Le texte élargit le dispositif Jeanbrun aux maisons anciennes, mais conditions de loyers, de durée et de DPE restent très strictes
Le texte élargit le dispositif Jeanbrun aux maisons anciennes, mais conditions de loyers, de durée et de DPE restent très strictes
Regan Dsouza Pexels

Tout juste lancé et déjà amendé ? Adoptée en première lecture à l’Assemblée nationale le 28 mai, la proposition de loi de l’ancienne ministre du Logement, Valérie Létard, députée LIOT, a pour objectif de donner un second souffle au dispositif Jeanbrun. Ce dernier est censé relancer l’investissement locatif privé. Derrière la volonté, un objectif clair : corriger des règles jugées trop restrictives par les professionnels, sans pour autant renoncer aux exigences de loyers abordables et de rénovations énergétiques.
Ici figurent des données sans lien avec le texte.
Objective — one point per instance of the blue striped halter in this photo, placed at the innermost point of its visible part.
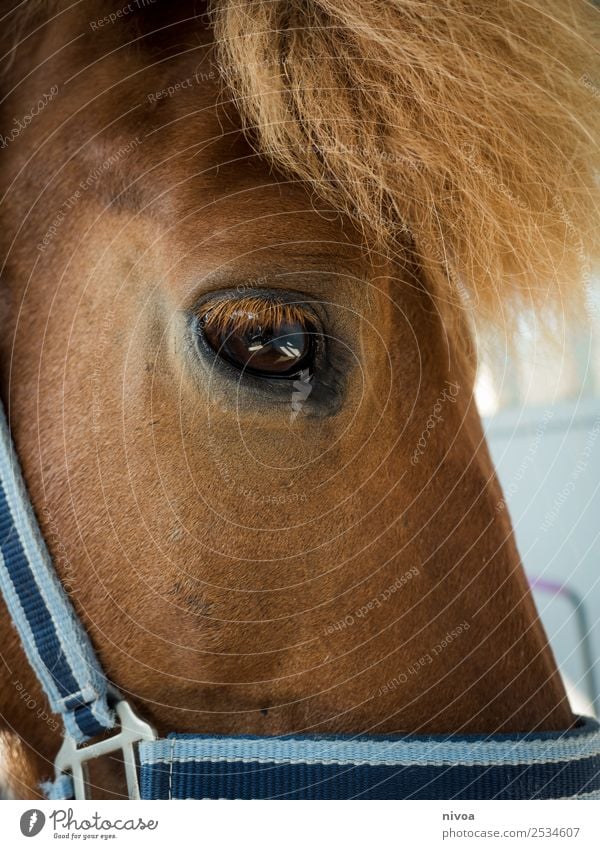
(513, 766)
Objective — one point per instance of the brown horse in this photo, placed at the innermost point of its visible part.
(242, 250)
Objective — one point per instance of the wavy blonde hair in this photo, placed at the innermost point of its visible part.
(466, 130)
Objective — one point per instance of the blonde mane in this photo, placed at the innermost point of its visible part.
(466, 131)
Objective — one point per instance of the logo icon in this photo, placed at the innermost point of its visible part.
(32, 822)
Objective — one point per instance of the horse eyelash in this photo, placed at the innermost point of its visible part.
(245, 313)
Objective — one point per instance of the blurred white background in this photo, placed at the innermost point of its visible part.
(541, 407)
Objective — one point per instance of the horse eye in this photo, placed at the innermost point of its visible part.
(264, 345)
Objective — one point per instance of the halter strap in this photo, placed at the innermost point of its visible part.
(537, 765)
(522, 766)
(58, 648)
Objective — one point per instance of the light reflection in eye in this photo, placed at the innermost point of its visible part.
(275, 340)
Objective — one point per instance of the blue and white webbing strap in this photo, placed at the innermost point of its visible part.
(56, 644)
(521, 766)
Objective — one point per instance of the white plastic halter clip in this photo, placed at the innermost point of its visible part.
(72, 760)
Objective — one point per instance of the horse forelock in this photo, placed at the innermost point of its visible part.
(466, 132)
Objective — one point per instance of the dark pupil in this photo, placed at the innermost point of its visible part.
(280, 350)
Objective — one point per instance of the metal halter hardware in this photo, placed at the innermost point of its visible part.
(72, 760)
Pour rappel, le dispositif Jeanbrun, entré en vigueur en février dernier pour remplacer le Pinel, a pour but de relancer l’investissement locatif en échange de loyers encadrés et d’un engagement de location de longue durée. Problème : dans un contexte de hausse des taux et d’explosion du coût des travaux, les conditions d’application ont rapidement été jugées trop lourdes. Au final, seuls les appartements situés dans des immeubles collectifs étaient éligibles et, dans l’ancien, les travaux de rénovation devaient représenter au moins 30% du prix d’acquisition, tout en permettant d’atteindre une très bonne étiquette énergétique. De quoi en décourager plus d’un.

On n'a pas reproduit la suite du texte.